Calleri deve ser denunciado pelo TJD-SP após tapa em celular; Danilo corre risco por termo homofóbico

Marcelo Baseggio - São Paulo,SP

05/04/22 | 16:52 - 05/04/22 | 17:47

Jonathan Calleri deve ser denunciado pelo Tribunal de Justiça Desportiva de São Paulo devido ao tapa no celular de Felipe Goto, atleta do sub-15 do Palmeiras, na saída da delegação tricolor do Allianz Parque após derrota por 4 a 0 na final do Paulistão.

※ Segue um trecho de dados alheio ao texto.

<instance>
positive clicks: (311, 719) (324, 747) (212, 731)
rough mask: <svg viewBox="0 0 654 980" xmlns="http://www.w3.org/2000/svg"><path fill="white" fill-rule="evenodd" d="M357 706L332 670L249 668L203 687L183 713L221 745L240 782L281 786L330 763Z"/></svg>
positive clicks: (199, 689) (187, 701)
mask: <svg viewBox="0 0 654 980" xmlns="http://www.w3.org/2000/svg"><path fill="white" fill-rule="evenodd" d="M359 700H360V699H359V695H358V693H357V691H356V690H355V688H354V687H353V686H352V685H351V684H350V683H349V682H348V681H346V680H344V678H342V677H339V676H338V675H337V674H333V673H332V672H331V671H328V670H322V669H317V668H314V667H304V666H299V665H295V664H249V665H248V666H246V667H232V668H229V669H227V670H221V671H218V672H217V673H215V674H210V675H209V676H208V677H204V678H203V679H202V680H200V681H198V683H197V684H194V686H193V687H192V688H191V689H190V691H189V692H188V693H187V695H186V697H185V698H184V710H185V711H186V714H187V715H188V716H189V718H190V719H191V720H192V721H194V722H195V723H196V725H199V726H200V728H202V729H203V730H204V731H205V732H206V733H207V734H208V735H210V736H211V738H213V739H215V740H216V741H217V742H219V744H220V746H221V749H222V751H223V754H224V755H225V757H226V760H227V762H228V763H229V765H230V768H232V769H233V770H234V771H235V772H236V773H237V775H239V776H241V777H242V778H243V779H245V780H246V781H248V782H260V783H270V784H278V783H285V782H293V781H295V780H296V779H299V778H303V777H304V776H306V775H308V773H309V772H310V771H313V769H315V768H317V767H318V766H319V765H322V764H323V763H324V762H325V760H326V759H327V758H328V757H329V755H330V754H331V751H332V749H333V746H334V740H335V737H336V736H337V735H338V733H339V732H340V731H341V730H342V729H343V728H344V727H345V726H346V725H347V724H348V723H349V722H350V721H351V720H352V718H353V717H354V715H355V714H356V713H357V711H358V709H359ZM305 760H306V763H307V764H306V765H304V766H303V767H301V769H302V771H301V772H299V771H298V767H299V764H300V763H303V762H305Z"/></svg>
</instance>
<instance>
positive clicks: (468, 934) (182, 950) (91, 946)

O caso do atacante são-paulino se enquadra no artigo 258 do Código Brasileiro de Justiça Desportiva por “assumir qualquer conduta contrária à disciplina ou à ética desportiva não tipificada pelas demais regras deste código”.

Mais vídeos em videos.gazetaesportiva.com

Calleri pode ser punido com um a seis jogos de suspensão a ser cumprida no Paulistão de 2023. Caso haja o entendimento que o episódio não é extremamente grave, há possibilidade de o camisa 9 tricolor receber somente uma advertência.

Calleri já pediu desculpas publicamente pelo ato de ira logo após a final do Campeonato Paulista e se dispôs a arcar com o reparo do celular do garoto palmeirense. Entretanto, o jovem já foi presenteado com um novo aparelho pela presidente do Palmeiras, Leila Pereira, nesta terça-feira.

Na última segunda, o atacante são-paulino foi o jogador mais premiado na festa do Campeonato Paulista, saindo com os troféus de gol mais bonito da competição, craque da galera e integrante da seleção do torneio.

Palmeirense também deve ser denunciado

Quem também tem boas chances de receber punição do TJD-SP é Danilo, do Palmeiras. Após o título do Paulistão, o volante gravou vídeos em que aparece fazendo provocações homofóbicas ao São Paulo.

"Os cara tá cagado. Os bambi tá cagado", disse Danilo em imagens circuladas na internet.

De acordo com o artigo 243-G do Código Brasileiro de Justiça Desportiva, o jogador é passível de punição se “praticar ato discriminatório, desdenhoso ou ultrajante, relacionado a preconceito em razão de origem étnica, raça, sexo, cor, idade, condição de pessoa idosa ou portadora de deficiência”.